Confcommercio, a settembre andamento lento dei consumi

Il calo dello 0,1% deriva da una stabilità della domanda relativa ai servizi e da un lieve ridimensionamento della domanda dei beni (-0,1%)

ROMA - L'indicatore dei consumi di Confcommercio (Icc) registra a settembre un calo dello 0,1% rispetto ad agosto e una crescita dell'1,9% tendenziale. La stima per il mese di agosto è rivista al rialzo da -0,3% a -0,1% rispetto a luglio. In media mobile a tre mesi la tendenza resta orientata al miglioramento. Il dato congiunturale, spiega Confcommercio, si inserisce in un contesto in cui la ripresa stenta ad assumere maggiore dinamicità. Le famiglie, seppure orientate all'ottimismo, continuano a essere vincolate da dinamiche reddituali in crescita contenuta.

Cresce la fiducia delle imprese
Le imprese hanno evidenziato, a ottobre, una crescita della fiducia a cui hanno contribuito le aspettative positive soprattutto da parte degli operatori del commercio, mentre nel manifatturiero e nei servizi di mercato il miglioramento dei giudizi è stato modesto. Solo gli imprenditori delle costruzioni segnalano un peggioramento dei clima di fiducia. A questo miglioramento complessivo del sentimenti si associa un'evoluzione positiva della produzione. Stando alle stime elaborate da Confindustria, anche ad ottobre è proseguita la fase di recupero dei livelli produttivi (+0,2% sul mese precedente). La tendenza, come emerge dagli ordini (+0,6% a ottobre rispetto a settembre), dovrebbe proseguire anche nei mesi finali del 2015.

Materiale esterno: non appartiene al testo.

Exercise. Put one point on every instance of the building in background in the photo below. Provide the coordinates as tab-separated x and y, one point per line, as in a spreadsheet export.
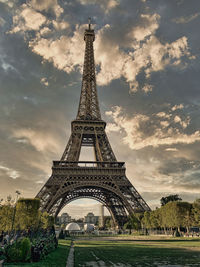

Le dinamiche congiunturali
Il calo dello 0,1% deriva da una stabilità della domanda relativa ai servizi e da un lieve ridimensionamento della domanda dei beni (-0,1%). Per quanto riguarda le singole macro-funzioni di spesa, l'unico rialzo ha interessato la domanda per i beni e i servizi per le comunicazioni (+0,5%), che evidenziano un risultato migliore rispetto al mese precedente. Rimane stabile la domanda per gli alberghi, i pasti e i consumi fuori casa, dopo il modesto incremento di agosto; la tendenza alla stabilizzazione ha interessato anche la domanda di prodotti per l'abbigliamento e le calzature, che ad agosto aveva fatto registrare una modesta crescita, e la spesa per gli alimentari, le bevande e i tabacchi. In flessione la domanda dei beni e servizi per la casa (-0,4%), evoluzione determinata, come già accaduto ad agosto, dalla minore domanda di energia da parte delle famiglie. Una riduzione, in linea con il risultato di agosto ha interessato la domanda per i beni e i servizi per la mobilità (-0,2%) determinata dal minor consumo di carburanti a fronte di un buon andamento delle vendite di auto ai privati. In calo contenuto anche la domanda per i beni e servizi ricreativi (-0,2%) e la spesa per beni e servizi per la cura della persona (-0,1%).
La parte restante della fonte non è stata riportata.